Bomb-builder perhaps, he was certainly a unique brand of short story writer. Witness the neatly telescoped saga, a kind of pre-Raymond Carver minimalism-francaise, contained here:
Eugenie Perichot, of Pailles, neat Saint-Maixent, entertained at his home Mme Lemartrier. Eugenie Dupuis came to fetch her. They killed him. Love.
His social commentary gets slipped in as a low-key gag:
A dishwasher from Nancy, Vital Frerotte, who had just come back from Lourdes cured forever of tuberculosis, died Sunday by mistake.
The cinema of Feneon is character-driven:
Swimming teacher Renard, whose pupils porpoised in the Marne at Charenton, got into the water himself; he drowned.
And the imagery can be positively Hitchcockian:
The schoolchildren of Niort were being crowned. The chandelier fell, and the laurels of three among them were spotted with a little blood.
On the bowling lawn a stroke leveled M. Andre, 75, of Levallois. While his ball was still rolling he was no more.
There are enough stories in the universe of Feneon to seed at least a hundred movies, which is one reason I've been poring over these faits divers at leisure. Their structure rewards study, in that it's most often the elegance of what's been left out that creates the perfect bon mot-ness of his prose. Identify the crucial essence of a tale and in addressing nothing but that, deftly nail it in your own unique voice -- that's a job writers are often asked to do but rarely pull off.

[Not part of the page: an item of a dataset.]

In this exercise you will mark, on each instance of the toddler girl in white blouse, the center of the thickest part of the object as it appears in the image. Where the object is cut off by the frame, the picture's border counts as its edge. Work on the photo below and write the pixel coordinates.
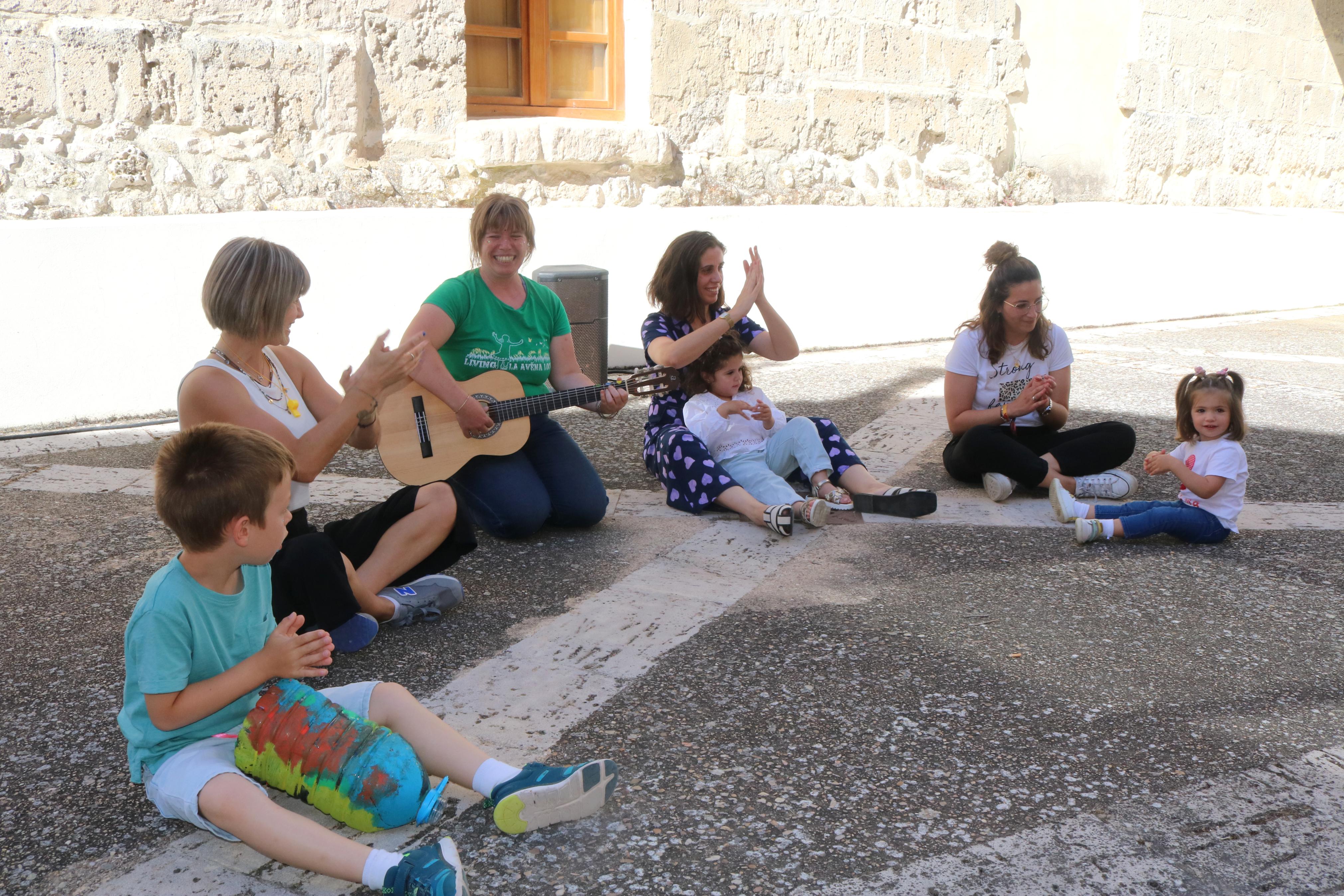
(751, 439)
(1209, 462)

You might want to try out his techniques in an item of your own. Determine: What's the compacted lead that will encapsulate the true major event of your story? There's some woodshedding practice that'll fill up time between stints on the picket line.
Or you could just enjoy Feneon's Novels, period. That's perhaps the one silver-lining in these dark no-scribing days: if you really can't write, for once you've got plenty of time to read.